Apple on Monday announced a new App Store feature that allows developers to offer discounted introductory pricing or limited-time free trials on auto-renewable app subscriptions, a move designed to help subscription-based apps draw in new customers.




Announced in a post to Apple's Developer News webpage, the feature lets developers boost engagement by offering one of three new introductory price types — pay as you go, pay up front and free trial — to customers.

With pay as you go pricing, new subscribers are offered an introductory price each billing period for a set duration before being transferred over to a full-price subscription. For example, customers might pay $1.99 per month for 3 months, then shift to a standard price of $9.99 per month.

Available durations are broken down by the length of a given subscription:

  • 1 Week subscription, 1 to 12 Weeks
  • 1 Month subscription, 1 to 12 Months
  • 2 Month subscription, 2, 4, 6, 8, 10 and 12 Months
  • 3 Month subscription, 3, 6, 9 and 12 Months
  • 6 Month subscription, 6 and 12 Months
  • 1 Year subscription, 1 Year


Pay up front presents an extended introductory rate experience by providing new subscribers the option of paying a one-time discounted price for a preset duration, for example $9.99 for 6 months for a subscription that normally sells for $39.99 per year.

Durations for pay up front pricing are set at 1, 2, 3 and 6 months or 1 year.

Finally, the free trial option offers new subscribers access to a given subscription service for a set period of time. Customers can later transfer to a paid subscription if they find the content or app valuable. Apple itself uses an identical plan to push its Apple Music streaming music service.

Developers can offer free trials of 3 days, 1 week, 2 weeks, 1 month, 2 months, 3 months, 6 months or 1 year.

Apple notes customers are limited to one price type per subscription, per territory.

Developers can activate and manage introductory price settings in iTunes Connect, but they must first implement new iOS 11.2 StoreKit APIs in their respective apps.

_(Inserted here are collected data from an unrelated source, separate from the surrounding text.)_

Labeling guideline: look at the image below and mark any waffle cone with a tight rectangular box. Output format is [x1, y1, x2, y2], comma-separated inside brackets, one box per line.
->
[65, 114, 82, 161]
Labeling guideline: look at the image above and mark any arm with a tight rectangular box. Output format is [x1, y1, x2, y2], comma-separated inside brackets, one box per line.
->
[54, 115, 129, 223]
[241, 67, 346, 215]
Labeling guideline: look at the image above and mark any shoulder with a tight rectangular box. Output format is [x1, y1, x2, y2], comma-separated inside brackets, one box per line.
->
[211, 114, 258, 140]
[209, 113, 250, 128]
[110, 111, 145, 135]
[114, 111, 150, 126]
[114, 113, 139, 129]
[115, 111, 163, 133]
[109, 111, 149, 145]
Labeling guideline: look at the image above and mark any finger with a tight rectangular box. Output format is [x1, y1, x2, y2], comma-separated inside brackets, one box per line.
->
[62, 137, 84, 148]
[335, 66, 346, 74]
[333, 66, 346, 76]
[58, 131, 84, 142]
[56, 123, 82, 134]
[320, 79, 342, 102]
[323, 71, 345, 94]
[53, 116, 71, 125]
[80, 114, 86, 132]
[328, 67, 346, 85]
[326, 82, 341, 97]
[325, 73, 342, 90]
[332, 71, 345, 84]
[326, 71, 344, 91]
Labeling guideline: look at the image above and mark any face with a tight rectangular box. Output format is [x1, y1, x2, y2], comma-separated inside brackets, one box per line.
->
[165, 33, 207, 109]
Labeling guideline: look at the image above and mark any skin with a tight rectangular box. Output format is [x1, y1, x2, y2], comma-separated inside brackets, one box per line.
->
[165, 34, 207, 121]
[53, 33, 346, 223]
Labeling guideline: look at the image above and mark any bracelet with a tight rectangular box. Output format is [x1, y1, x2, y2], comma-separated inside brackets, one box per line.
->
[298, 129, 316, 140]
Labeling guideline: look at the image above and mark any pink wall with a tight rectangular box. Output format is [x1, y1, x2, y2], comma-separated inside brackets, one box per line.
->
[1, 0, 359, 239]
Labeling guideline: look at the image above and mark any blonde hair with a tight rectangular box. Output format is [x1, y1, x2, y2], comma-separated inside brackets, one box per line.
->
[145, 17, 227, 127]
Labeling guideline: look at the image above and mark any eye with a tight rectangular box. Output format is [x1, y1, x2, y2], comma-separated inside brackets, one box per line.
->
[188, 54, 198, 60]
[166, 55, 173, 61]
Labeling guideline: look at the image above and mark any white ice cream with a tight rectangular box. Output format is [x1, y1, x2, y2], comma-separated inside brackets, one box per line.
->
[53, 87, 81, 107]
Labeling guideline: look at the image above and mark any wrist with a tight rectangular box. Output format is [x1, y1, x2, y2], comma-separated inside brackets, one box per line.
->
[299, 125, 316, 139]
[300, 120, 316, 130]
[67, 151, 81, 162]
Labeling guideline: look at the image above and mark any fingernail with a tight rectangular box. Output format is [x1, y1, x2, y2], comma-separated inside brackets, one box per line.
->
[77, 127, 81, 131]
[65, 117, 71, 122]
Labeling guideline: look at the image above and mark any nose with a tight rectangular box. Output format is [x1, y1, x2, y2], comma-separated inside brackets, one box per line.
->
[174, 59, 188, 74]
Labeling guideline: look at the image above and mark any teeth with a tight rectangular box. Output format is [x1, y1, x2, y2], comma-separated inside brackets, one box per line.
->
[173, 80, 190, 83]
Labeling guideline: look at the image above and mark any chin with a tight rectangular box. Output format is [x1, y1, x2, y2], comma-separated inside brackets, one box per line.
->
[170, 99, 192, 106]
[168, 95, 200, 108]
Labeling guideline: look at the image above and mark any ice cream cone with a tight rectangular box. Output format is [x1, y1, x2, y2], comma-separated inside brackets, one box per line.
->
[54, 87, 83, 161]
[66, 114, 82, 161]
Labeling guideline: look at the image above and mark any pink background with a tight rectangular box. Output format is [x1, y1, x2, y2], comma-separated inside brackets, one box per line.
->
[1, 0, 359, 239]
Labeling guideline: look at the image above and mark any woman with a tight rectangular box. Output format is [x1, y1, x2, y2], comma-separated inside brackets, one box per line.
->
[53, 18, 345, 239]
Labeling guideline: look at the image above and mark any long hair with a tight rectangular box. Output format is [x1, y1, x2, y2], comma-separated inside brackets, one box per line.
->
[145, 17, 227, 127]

In addition to adding support for introductory pricing, the APIs also localize and display discounted pricing details to users.

As part of the plan, developers keep 70 percent of the subscription price, minus applicable taxes, when a subscriber has less than one year of continuous paid service for a given auto-renewable subscription. That figure jumps to 85 percent once a customer completes one year of paid service.

The change in subscription pricing arrives alongside Apple's opening of app pre-orders to all developers, a feature that allows app makers to advertise their wares on the App Store prior to release. Apple first experimented with App Store pre-orders when Nintendo launched Super Mario Run last year.